To an action brought by Duval, administrator of David Barnett, Rogers pleaded that the bond sued on was given by-him to Barnett, who was a Creek Indian, and a resident in the Creek Nation, and that the bond was null for being in opposition to acts of Congress, which protect Indians from the payment of money on executory contracts. The legislation of Congress upon this subject, has been the subject of three cases before this court. In Clark vs. Crosland, 17 Ark. 43, it was held that a contract made by an Indian, in the Indian country, to pay money at a future day, could not be enforced in the courts of this State, because prohibited by act of Congress. In Hicks vs. Eushartonah, 21 Ark. 108, the law was held not to defeat a contract for the payment of goods, made in Sebastian county. And in Taylor vs. Drew, 21 Ark. 485, the plea of exoneration by the statute was adjudged bad on demurrer, because it did not allege that the note sued on was executed in the Indian country. That case would have been decisive of this, if the bond here sued on had been given by an Indian, instead of to one, for the plea under consideration only avers that Barnett resided in the Indian country when the bond was executed, not that it was there made. But the act of Congress could not, under any circumstances, release Rogers from the payment of the money he bound himself to pay, as it was not intended to relieve white men from the discharge of their obligations to Indians.

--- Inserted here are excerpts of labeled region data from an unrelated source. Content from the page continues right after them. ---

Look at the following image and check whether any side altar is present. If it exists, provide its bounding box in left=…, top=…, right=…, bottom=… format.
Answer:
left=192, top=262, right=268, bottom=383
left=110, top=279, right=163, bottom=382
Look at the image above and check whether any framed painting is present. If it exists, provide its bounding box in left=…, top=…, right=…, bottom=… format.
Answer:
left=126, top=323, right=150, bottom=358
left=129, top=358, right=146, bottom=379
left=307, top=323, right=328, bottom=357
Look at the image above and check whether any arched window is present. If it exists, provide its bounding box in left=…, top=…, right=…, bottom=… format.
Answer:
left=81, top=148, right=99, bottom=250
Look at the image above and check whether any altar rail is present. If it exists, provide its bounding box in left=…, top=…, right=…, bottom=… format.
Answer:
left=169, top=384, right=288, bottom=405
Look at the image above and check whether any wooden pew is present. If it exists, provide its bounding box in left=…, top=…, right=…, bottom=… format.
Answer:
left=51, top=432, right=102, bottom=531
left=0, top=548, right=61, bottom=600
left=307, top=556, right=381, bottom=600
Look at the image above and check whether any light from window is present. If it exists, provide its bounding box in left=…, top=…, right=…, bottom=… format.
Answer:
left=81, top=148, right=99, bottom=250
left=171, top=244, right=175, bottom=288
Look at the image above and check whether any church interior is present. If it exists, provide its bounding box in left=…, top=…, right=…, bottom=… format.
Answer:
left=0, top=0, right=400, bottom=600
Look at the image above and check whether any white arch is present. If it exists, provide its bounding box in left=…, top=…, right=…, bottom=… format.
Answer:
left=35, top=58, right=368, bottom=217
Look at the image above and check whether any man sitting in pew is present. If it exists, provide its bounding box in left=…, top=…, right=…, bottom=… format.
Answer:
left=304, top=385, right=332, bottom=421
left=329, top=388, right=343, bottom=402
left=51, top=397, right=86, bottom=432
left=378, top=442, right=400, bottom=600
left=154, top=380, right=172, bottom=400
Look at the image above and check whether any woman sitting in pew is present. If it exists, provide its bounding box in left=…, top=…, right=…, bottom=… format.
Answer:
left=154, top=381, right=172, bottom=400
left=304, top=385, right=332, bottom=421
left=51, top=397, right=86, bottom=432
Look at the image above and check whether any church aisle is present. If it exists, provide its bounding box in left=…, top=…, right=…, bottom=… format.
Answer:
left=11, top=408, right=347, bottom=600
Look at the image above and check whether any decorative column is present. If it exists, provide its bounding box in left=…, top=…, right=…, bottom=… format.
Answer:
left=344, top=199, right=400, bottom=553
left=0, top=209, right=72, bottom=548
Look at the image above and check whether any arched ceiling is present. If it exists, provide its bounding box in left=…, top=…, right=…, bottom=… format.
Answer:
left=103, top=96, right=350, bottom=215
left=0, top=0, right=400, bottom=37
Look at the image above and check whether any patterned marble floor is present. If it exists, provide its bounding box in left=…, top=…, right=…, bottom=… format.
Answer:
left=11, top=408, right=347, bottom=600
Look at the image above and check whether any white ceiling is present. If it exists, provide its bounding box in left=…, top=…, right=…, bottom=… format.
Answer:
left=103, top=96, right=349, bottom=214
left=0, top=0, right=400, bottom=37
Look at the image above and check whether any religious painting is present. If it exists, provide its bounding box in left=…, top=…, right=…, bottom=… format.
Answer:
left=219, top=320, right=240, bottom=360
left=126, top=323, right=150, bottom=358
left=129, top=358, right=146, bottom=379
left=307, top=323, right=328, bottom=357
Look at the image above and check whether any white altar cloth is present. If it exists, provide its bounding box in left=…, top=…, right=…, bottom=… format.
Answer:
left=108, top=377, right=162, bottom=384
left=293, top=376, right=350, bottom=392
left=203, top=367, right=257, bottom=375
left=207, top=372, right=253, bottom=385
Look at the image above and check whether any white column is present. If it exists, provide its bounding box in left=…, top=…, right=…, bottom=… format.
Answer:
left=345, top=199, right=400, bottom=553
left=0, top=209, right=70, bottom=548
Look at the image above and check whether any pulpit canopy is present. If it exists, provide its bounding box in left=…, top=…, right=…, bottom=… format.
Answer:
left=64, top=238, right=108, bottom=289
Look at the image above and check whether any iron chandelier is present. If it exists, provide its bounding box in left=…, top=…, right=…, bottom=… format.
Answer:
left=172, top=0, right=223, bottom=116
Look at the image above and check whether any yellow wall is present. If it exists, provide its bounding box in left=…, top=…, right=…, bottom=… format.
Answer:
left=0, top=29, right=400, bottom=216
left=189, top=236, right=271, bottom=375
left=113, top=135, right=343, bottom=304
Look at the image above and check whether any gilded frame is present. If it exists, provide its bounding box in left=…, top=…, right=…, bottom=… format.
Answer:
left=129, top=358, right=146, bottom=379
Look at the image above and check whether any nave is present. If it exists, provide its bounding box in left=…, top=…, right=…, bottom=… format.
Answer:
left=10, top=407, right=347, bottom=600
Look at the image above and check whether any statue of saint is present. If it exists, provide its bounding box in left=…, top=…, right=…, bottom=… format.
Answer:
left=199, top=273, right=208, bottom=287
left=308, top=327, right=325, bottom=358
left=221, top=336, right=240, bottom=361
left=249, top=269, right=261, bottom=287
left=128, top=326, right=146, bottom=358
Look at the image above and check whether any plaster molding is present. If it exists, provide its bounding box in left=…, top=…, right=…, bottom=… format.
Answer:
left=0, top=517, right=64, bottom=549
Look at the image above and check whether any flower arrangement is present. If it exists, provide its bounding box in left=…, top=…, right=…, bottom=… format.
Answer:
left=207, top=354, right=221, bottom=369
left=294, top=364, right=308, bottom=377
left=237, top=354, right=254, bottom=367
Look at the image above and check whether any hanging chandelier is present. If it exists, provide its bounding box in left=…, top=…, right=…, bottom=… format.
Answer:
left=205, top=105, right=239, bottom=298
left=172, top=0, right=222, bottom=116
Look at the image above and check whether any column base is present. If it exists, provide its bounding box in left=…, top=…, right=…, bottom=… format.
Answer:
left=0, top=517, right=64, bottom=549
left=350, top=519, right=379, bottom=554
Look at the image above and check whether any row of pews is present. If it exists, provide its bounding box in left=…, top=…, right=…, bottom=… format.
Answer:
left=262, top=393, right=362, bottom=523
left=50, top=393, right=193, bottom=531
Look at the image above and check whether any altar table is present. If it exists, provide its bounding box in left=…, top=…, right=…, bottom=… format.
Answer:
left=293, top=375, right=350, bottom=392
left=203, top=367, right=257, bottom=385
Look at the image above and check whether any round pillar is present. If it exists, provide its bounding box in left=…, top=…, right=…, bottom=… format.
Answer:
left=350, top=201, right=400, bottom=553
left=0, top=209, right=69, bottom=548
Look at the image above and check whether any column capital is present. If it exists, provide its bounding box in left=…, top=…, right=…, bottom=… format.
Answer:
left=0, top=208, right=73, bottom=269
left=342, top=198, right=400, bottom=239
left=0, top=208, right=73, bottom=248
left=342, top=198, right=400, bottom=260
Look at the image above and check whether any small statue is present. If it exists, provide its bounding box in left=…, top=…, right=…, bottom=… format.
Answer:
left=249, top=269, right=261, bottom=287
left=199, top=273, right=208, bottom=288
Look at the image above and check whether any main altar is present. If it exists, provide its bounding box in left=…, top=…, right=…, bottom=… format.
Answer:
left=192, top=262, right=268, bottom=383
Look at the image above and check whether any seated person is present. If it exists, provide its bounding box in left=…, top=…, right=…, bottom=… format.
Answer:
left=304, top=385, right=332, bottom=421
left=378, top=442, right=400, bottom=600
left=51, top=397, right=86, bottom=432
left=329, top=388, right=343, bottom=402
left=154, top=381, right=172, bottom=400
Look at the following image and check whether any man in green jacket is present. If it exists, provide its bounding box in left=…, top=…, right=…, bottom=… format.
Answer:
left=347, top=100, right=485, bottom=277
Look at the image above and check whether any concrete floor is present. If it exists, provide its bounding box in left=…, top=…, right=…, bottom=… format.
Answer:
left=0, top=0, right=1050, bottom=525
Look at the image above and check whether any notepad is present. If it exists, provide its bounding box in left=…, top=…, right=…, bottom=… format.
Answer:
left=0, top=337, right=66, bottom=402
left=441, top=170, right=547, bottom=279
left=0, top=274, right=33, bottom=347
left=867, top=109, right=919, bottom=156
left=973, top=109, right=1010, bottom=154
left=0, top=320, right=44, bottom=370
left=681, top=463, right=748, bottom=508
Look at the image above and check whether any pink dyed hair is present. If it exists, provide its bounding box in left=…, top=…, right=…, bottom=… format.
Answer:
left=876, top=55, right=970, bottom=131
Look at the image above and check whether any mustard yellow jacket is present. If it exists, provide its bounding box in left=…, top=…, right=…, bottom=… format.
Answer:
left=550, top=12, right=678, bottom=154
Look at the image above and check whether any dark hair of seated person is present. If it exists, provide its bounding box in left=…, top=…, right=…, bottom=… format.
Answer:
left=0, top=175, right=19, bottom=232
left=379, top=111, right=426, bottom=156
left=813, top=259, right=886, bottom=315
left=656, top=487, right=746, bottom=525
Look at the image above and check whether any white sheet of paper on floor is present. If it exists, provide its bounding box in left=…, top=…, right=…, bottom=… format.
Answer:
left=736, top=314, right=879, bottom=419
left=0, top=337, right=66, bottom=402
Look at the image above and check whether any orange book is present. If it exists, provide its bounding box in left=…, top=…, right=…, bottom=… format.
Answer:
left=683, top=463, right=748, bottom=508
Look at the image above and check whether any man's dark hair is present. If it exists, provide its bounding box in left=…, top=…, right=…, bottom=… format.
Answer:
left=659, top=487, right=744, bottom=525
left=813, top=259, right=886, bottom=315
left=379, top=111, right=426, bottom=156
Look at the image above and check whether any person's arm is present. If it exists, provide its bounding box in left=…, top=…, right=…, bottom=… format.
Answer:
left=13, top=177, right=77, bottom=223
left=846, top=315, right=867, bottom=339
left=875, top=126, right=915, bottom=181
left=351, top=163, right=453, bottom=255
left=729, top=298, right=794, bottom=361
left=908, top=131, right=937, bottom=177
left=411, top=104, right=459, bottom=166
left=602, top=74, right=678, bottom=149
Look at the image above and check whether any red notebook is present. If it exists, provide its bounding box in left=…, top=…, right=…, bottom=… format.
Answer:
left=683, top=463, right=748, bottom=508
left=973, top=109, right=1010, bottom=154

Rogers pleaded, secondly, that Duval was not the administrator of Barnett, because Barnett lived and died in the Creek Nation, and had nothing in Arkansas for administration. Notwithstanding the plea, Duval might have obtained letters of administration upon the goods and effects of Barnett, and if he had, they could not be questioned by plea in the Circuit Court. The facts alleged in the plea might have been good grounds for the refusal of letters of administration by the proper authority; perhaps, upon such facts, the Probate Court that may have granted letters would revoke them, but the plea is no answer to the declaration in its averment of the issuance of letters of administration.
Both pleas were bad; and the court in deciding them to be bad on demurrer is sustained.